Y no digo sorpresa porque no mereciera el premio mayor, sino porque uno espera que el Grammy, esa gigantesca operación de marketing y relaciones públicas solo comparable con el Oscar, se lo gane un disco de rock, de pop o de hip hop, que venden mucho más. Pero ahí estaba en los titulares, el mismísimo Herbie Hancock como ganador de la principal de cientos de categorías y otra más. Con estos dos premios completaba 12 gramófonos de oro.
Y se los ganó no con cualquier disco. Un disco que parece difícil para una audiencia masiva; reflexivo, introspectivo, sutil, muy avant garde. Hancock, niño genio del piano que tocó a los 11 años con la Sinfónica de Chicago y se hizo conocido en el rithm and blues, entró en las grandes ligas del jazz de la mano de Miles Davis, que lo llamó a hacer parte de su segundo quinteto, con el que se crearía un nuevo hito en el género: el jazz rock. Allí tocó con Joe Zawinul y Wayne Shorter, que venían de Weather Report, con Chick Corea, que venía de Return to Forever, con Tony Williams y John Mc Laughlin de Lifetime. Hicieron grandes discos: Sorcerer, Nefertiti, In a silent way por mencionar solo algunos.
Luego de cinco años con Miles, Hancock ha probado de todo: puro funk, música electrónica, fusión, hard bop, hasta hizo un cd de rock en 2005. Creó discos memorables, como Maiden Voyage (1965) Headhunters (1973), Mr Hands (1980) y el exquisito Speak Like a Child (1965); también compuso la música del emblemático film de Antonioni Blow up. Pero este del 2007, su sentido y podría decir que reverencial homenaje a Joni Mitchell, la emblemática cantante de folk rock, es un disco de jazz, un gran disco de jazz.

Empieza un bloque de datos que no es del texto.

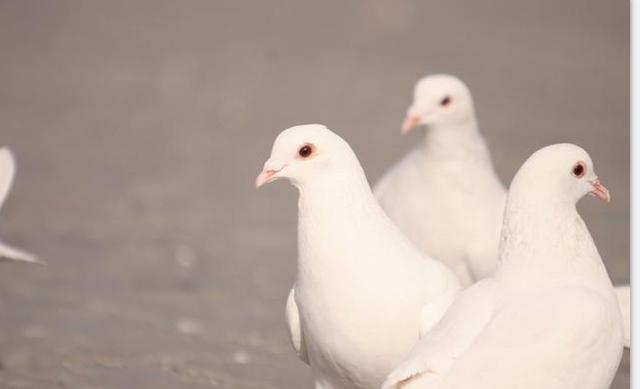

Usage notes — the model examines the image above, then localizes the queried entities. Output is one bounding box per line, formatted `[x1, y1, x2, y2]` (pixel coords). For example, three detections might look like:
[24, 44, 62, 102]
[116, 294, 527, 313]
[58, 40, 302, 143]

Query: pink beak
[256, 169, 282, 188]
[589, 178, 611, 203]
[402, 115, 420, 134]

Para empezar repite con Wayne Shorter en los saxos soprano y tenor, con quien ha realizado trabajos maravillosos como el disco a dúo 1 + 1 (Polygram, 1997), y tiene a Dave Holland en el bajo, dos grandes maestros a los que se suman Lionel Loueke en la guitarra y Vinnie Colaiuta en la bateria. Pero además invita a un conjunto de cantantes a las que logra darles un cierto mood particular: contenido, profundo, intenso. Está Norah Jones en un tema en el que la verdad no logra descollar, pero que Hancock y Shorter hacen grande.

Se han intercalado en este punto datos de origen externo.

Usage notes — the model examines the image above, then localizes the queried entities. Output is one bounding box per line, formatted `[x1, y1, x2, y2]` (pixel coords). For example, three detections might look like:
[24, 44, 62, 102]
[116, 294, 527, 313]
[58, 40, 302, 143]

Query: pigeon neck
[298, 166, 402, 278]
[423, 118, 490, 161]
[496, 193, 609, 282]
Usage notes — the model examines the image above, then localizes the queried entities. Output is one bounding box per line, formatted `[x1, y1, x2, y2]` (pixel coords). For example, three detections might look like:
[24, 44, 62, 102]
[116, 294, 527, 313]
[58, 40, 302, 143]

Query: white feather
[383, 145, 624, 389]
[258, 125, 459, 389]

Está Tina Turner muy sugestiva en una interpretación lejana de sus acostumbrados ímpetus. La propia Joni Mitchel canta en The thea leaf prophecy, aventurera, evocadora, mucho más allá de su etiqueta folk. No es la primera vez que ella se aventura en el jazz, pues desde 1970 grabó y salió de tour con monstruos como Pat Metheny, Jaco Pastorius, Lyle Mays, Don Alias y Michael Brecker, con los que grabaría Shadows and Light. También están en el disco Corinne Bailey Rae y Luciana Souza, la primera mostrando su índole pop pero atractiva, y la segunda enigmática, embrujadora, interesante. Y la ruptura la crea Leonard Cohen, áspero, fiero, terrible en su recitativo.
El disco incluye también interesantes temas instrumentales: Both sides now y Sweet bird, de Joni Mitchel, Nefertiti, de Shorter, y Solitude de Ellington, Mills, De Lange, estos dos últimos porque la homenajeada los considera como importantes influencias en su música. Todos son hermosas y tensas proyecciones de un delicado estado contemplativo, poético.
Es un disco que hay que oír varias veces para lograr descifrarlo, llegar a su llamado, como toca con todas las propuestas innovadoras.